Background: Recent meta-analyses have demonstrated a higher adenoma detection rate using the water exchange method (WE), compared to water immersion (WI) and air/CO2 insufflation (ACI). Proximal adenomas have a high miss rate owing to their location and appearance. We performed a systematic review and meta-analysis of studies comparing the WE and WI methods to the ACI method, with a primary focus on proximal adenoma detection rate.
Methods: The following databases were searched for our systematic review: Medline, Embase, Cochrane Library, CINAHL, and Web of Sciences. We included both randomized controlled trials and cohort studies. The primary outcome was proximal adenoma detection rate, and secondary outcomes were right adenoma detection rate and cecal intubation rate.
Results: A total of 12 studies (17 arms) with 5660 patients (2260 ACI, 2281 WE, and 1119 WI) were included. A higher proximal adenoma detection rate (risk ratio [RR] 1.30, 95% confidence interval [CI] 1.11-1.53; P=0.001) and right adenoma detection rate (RR 1.43, 95%CI 1.19-1.71; P≤0.001; I 2=0%) were noted for the WE group compared to the ACI group. The WI group did not demonstrate a better detection rate of proximal or right adenomas.

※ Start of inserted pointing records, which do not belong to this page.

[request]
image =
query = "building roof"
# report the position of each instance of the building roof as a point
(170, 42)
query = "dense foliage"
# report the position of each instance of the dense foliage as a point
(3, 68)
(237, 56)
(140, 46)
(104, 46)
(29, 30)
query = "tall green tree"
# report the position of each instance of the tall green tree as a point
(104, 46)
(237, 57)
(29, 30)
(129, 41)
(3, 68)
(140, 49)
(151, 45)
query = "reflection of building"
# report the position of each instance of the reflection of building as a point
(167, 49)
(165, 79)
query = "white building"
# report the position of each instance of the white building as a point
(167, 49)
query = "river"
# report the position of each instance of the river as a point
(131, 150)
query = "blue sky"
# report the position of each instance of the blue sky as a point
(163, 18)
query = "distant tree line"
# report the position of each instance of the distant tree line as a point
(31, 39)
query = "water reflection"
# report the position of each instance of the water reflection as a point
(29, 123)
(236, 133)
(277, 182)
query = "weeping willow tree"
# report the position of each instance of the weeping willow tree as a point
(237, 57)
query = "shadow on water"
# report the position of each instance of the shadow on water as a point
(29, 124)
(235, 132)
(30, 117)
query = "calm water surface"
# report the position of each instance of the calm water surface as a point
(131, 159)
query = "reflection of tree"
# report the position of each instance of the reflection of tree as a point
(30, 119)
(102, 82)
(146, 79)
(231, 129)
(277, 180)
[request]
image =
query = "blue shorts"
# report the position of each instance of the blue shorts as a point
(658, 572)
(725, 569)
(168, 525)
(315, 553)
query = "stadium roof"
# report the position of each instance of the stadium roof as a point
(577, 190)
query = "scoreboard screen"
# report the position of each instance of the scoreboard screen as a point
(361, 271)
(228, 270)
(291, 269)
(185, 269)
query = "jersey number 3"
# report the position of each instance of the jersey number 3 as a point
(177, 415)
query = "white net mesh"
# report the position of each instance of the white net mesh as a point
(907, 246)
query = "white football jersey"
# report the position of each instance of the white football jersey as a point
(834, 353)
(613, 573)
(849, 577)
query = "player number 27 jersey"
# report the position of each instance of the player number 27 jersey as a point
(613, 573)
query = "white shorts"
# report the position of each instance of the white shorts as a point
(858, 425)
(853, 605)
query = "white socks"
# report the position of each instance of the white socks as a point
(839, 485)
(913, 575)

Conclusions: The water exchange method for colonoscopy holds promise and should be encouraged in the clinical setting to increase proximal and right adenoma detection rates. This will in turn decrease the incidence of colorectal cancer.
Keywords: Colonoscopy; proximal adenoma detection rate; right adenoma detection rate; water exchange; water immersion.